The tale begins to heat up when an earthquake hits Rome and Vatican City.   As parts of the papal city crumble, Plucky Purcell rushes down into the catacombs and tunnels beneath St. Peter's hoping to find some of the Church's gold - which he does - during the post-quake confusion.  Plucky also comes across an artifact that is destined to change his life and the lives of his friends at the glorified hot dog stand back in Washington.  He enters a secret room where a sarcophagus has toppled over revealing the mummified body of Jesus Christ!

Plucky Purcell, with an able assist from an artist friend in Rome who makes plaster figures of humans, manages to get his find back to the Ziller's hot dog stand and zoo.  The issue then becomes what to do with their 2,000-year-old corpse - and how best to do it.

Tom Robbins was himself a student of art and religion, two areas from which he draws deeply for this very fine novel.  While much of the premise of his book dabbles in the absurd, his philosophical ponderings are a substantive quest for the meaning of life - or as he terms it, "The meaning of meaning."

Below is an example of how Robbins feels about life, with and without religion.  It is in the form of a dream that Marx Marvelous has while spending a night in close proximity to the corpse of Christ.  In the dream Jesus is sitting on a rock (and fasting) out in the desert when Tarzan rides up to him on a nanny goat.  Tarzan quickly engages Jesus on how religion has impacted life on earth.    His words are, in essence, Tom Robbins' genesis of formalized religion.

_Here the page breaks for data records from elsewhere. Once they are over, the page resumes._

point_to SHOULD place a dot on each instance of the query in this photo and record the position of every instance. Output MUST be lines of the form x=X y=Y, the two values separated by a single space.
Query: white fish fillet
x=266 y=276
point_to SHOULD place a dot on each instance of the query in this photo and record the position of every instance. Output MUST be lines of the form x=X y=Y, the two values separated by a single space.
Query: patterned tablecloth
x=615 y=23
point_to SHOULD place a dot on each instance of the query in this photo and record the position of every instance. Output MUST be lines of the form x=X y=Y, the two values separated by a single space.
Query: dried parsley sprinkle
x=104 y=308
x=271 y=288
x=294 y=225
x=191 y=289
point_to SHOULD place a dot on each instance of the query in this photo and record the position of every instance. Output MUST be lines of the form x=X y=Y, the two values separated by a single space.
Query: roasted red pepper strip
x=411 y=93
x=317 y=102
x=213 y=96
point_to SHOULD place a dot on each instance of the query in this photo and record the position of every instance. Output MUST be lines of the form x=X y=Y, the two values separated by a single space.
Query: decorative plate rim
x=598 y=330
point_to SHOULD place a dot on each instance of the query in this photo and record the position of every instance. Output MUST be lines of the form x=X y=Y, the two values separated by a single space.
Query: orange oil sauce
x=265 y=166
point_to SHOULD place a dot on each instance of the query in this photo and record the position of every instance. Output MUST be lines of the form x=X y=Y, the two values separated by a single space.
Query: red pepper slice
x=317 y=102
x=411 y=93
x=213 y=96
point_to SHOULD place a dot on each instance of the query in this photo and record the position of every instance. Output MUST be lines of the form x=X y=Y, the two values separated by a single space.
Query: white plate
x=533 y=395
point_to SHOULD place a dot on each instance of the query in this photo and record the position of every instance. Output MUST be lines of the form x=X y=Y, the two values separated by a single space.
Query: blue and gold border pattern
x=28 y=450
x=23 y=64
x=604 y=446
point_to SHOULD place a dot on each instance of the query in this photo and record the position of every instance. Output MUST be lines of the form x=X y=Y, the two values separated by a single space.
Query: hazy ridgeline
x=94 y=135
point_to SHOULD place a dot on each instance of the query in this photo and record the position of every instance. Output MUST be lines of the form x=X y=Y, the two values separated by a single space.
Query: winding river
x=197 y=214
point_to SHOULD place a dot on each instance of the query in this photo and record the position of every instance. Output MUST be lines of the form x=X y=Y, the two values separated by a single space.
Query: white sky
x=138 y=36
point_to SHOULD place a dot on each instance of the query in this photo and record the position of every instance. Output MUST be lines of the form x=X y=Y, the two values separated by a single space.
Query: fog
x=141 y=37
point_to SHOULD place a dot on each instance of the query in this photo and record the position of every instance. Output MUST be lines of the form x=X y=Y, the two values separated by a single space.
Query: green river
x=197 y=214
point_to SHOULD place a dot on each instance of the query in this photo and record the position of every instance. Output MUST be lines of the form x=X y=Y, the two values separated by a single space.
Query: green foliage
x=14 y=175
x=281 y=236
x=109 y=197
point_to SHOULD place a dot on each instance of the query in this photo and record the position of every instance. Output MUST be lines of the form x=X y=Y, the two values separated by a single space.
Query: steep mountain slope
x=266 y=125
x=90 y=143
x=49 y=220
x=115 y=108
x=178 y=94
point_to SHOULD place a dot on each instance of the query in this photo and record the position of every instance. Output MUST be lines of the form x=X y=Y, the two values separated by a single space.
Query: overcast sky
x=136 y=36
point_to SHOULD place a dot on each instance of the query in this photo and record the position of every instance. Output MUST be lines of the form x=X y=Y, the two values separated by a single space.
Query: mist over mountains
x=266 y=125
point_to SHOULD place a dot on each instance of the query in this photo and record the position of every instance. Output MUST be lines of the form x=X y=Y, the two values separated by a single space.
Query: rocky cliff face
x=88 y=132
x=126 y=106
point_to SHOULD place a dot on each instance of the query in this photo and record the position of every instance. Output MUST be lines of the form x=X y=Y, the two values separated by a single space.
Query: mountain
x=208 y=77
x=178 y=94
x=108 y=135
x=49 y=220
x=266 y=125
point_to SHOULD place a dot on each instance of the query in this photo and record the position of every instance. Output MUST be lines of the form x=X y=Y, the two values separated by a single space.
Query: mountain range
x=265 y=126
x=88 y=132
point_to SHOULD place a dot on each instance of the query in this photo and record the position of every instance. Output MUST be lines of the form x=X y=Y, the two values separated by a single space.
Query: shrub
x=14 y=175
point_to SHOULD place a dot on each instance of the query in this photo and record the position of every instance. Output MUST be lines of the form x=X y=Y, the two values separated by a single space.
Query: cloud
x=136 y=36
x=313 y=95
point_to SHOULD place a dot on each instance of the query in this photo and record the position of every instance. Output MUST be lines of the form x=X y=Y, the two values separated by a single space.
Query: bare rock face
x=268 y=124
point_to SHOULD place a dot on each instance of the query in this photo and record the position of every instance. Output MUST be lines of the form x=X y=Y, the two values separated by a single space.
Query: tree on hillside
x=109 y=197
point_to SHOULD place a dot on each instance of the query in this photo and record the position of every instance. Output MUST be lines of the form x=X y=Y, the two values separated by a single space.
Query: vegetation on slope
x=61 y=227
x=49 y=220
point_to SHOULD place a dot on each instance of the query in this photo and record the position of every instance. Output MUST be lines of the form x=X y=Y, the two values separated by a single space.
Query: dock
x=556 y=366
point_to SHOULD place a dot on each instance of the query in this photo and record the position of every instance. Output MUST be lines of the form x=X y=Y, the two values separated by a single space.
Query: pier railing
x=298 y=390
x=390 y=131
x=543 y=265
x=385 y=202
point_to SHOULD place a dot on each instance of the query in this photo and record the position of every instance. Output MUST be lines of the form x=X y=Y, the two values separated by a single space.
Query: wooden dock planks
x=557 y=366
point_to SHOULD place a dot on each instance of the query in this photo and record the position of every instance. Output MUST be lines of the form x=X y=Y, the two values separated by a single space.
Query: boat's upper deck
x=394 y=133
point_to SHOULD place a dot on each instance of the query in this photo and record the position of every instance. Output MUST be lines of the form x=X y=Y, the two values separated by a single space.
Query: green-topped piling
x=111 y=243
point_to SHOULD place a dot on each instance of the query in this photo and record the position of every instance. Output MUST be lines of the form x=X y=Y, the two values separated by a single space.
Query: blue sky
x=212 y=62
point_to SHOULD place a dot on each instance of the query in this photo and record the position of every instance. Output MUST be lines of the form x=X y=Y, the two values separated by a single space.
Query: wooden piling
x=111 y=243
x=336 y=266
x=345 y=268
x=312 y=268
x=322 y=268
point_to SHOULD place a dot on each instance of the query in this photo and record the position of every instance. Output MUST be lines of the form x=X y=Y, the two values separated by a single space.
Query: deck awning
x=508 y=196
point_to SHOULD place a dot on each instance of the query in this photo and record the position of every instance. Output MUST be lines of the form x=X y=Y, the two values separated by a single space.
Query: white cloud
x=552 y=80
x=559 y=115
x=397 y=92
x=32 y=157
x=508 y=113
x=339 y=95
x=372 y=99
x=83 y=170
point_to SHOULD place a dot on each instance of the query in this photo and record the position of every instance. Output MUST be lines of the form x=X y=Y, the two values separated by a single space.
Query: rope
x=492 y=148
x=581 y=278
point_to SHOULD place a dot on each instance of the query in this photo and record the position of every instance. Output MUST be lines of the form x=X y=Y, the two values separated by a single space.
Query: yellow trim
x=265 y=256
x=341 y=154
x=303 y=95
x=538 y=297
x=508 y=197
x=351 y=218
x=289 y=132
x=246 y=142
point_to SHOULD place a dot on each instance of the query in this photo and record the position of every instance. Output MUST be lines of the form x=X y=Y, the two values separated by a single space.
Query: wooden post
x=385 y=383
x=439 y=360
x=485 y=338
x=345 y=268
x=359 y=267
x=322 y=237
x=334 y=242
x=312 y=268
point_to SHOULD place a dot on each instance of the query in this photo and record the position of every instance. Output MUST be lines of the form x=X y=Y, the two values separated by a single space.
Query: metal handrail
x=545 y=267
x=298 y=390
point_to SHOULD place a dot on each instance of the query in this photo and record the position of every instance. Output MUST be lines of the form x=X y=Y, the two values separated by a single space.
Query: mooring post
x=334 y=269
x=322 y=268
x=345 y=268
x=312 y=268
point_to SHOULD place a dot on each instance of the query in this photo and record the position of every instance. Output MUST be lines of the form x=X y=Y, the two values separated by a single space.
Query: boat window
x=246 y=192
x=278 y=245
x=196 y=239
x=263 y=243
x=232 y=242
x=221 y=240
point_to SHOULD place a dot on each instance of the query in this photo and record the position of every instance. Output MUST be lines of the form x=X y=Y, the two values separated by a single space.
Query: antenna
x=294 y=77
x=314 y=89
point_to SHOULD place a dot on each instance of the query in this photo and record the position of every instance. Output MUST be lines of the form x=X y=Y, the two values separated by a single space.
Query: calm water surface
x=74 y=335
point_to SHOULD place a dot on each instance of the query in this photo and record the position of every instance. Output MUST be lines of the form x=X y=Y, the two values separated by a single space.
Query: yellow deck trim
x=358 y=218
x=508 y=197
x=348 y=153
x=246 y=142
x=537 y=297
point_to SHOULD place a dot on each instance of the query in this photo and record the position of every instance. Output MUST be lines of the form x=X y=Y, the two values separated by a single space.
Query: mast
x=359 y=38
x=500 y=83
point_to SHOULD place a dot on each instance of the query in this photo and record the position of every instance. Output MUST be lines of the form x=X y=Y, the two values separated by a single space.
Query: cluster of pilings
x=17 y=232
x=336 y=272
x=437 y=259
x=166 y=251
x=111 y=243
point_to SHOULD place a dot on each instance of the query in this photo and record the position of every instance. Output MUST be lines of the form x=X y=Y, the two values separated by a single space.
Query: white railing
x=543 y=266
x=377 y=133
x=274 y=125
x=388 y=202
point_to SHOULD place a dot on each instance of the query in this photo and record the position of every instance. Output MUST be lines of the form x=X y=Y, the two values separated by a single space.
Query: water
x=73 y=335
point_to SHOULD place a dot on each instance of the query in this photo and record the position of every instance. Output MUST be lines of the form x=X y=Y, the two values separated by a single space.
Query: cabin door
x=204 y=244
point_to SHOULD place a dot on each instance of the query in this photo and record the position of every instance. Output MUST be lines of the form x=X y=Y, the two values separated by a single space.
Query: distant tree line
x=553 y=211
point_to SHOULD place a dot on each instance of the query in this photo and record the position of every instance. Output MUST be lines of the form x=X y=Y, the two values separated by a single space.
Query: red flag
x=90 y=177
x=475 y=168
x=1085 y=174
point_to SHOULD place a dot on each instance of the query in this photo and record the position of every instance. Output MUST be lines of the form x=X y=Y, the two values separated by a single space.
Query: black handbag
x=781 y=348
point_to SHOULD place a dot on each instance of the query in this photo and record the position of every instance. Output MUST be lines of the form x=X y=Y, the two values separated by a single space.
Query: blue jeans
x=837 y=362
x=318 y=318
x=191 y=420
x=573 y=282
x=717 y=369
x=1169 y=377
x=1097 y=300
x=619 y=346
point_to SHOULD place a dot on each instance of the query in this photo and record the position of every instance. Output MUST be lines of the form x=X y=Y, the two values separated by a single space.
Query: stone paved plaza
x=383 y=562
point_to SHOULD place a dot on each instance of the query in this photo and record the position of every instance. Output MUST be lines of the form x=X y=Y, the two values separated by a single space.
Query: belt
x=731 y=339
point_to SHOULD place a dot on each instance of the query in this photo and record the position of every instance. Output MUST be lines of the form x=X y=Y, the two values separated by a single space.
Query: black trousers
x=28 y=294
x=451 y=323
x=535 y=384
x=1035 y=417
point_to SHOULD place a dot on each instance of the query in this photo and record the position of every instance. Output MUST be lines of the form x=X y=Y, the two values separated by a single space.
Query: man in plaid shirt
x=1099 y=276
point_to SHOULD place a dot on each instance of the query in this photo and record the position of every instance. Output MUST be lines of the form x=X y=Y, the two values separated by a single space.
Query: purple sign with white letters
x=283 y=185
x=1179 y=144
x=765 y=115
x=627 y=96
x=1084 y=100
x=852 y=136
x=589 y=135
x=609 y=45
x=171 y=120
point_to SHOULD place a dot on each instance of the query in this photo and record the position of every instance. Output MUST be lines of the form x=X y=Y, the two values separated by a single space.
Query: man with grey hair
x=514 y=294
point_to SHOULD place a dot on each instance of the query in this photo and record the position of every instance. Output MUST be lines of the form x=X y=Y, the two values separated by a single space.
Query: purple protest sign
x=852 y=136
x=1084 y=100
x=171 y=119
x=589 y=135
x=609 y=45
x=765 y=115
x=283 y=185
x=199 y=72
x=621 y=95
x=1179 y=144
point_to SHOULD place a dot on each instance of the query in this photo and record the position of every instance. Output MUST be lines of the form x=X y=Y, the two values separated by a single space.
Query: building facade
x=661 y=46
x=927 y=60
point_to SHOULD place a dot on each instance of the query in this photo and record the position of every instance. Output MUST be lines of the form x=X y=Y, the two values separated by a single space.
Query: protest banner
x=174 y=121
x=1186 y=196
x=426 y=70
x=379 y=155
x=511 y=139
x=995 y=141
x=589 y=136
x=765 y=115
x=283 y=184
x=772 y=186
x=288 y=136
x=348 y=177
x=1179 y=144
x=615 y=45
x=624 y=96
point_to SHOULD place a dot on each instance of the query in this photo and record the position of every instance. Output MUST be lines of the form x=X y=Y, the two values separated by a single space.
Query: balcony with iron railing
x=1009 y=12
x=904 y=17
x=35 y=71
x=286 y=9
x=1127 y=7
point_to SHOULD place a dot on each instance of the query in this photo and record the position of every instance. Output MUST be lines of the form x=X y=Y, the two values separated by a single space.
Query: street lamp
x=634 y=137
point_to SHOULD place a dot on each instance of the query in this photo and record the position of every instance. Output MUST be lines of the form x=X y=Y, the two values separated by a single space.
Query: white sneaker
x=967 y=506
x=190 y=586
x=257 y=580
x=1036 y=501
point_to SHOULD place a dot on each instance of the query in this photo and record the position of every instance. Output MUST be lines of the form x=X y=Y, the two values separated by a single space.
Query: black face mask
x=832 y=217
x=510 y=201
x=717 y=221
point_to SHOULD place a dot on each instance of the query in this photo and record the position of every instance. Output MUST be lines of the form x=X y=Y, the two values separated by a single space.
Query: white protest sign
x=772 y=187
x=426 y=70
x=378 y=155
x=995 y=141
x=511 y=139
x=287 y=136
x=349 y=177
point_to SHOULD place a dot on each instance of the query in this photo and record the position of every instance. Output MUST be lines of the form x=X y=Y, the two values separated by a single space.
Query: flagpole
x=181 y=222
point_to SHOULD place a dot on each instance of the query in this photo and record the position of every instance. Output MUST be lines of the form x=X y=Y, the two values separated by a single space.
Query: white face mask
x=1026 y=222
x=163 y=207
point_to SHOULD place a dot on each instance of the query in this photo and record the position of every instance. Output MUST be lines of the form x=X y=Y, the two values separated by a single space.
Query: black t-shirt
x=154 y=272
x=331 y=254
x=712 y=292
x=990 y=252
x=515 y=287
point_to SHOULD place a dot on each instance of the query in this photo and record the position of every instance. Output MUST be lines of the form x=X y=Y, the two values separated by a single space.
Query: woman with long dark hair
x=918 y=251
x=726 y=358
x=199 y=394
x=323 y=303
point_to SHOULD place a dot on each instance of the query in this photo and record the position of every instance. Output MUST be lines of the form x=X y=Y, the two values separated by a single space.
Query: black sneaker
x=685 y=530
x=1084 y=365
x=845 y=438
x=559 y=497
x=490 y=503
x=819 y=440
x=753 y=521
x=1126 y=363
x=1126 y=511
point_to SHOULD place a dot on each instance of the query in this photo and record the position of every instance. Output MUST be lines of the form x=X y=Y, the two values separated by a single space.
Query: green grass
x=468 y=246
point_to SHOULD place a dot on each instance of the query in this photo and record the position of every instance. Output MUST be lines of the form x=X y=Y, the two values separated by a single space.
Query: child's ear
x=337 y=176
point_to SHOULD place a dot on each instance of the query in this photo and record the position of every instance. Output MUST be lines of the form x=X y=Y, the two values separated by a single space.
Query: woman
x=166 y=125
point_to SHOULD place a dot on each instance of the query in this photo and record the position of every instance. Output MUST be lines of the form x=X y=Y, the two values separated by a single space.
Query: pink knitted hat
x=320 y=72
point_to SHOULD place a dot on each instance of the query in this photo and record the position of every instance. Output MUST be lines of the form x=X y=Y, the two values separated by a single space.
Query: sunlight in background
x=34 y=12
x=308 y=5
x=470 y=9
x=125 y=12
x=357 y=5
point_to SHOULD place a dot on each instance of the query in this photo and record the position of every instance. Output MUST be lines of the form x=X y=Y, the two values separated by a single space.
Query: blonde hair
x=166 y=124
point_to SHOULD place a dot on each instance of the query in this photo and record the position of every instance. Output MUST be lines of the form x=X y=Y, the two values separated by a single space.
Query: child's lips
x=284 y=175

"In the old days," Tarzan began, "folks were more concrete.  I mean they didn't have much truck with abstractions and spiritualism.  They knew that when a body decomposed, it made the crops grow.  They could see with their own eyes that manure helped the plants along, too.  And they didn't need Adelle Davis to figure out that eating plants helped them grow and sustained their own lives.  So they picked up that there were connective links between blood and shit and vegetation.  Between animal and vegetable and man.  When they sacrificed an animal to the corn crop, it was a concession to the obvious relation between death and fertility.  What could be less mystical?  Sure, it was hoked up with ceremony, but a little show biz is good for anyone's morale.  We were linked to vegetation.  Nothing in the vegetable world succumbs.  It simply drops away and then returns.  Energy is never destroyed.  We planted our dead the way we planted our seeds.  After a period of rest, the energy of corpse or seed returned in one form or another.  From death came more life.  We loved the earth because of the joy and good times and peace of mind to be had in loving it.  We didn't have to be 'saved' from it.  We never plotted escapes to Heaven.  We weren't afraid of death because we adhered to nature - and its cycles.  In nature we observed that death is an inseparable part of life.  It was only when some men - the original tribes of Judah  - quit tilling the soil and became alienated from vegetation cycles that they lost faith in the material resurrection of the body.  They planted their dead bull or their dead ewe and they didn't notice anything sprout from the grave:  no new bull, no new sheep.   So they became alarmed, forgot the lesson of vegetation, and in desperation developed the concept of spiritual rebirth."
And so was bent the cycle of life.

Another Roadside Attraction is light, funny, deep, and foreboding.   The book is a trip - a trip nearly as epic as the one that Christ took from Rome to Seattle!

I recommend it highly. 

1 comment:

Xobekim said...

Sounds like a great read and it struck on an often misunderstood word, saved. Salvation, or being "saved", refers to being made whole rather than being saved from sin. Atonement was the price and process by which Christ took the sin of the world. Of course there is nothing magical about this stuff, change is mystical and if a person wants to be whole today they may want to feed on that daily bread mentioned in the Lord's Prayer.

Of course at the end of the road when the lights go out, if there is no there there, I'm comfortable knowing I took this path.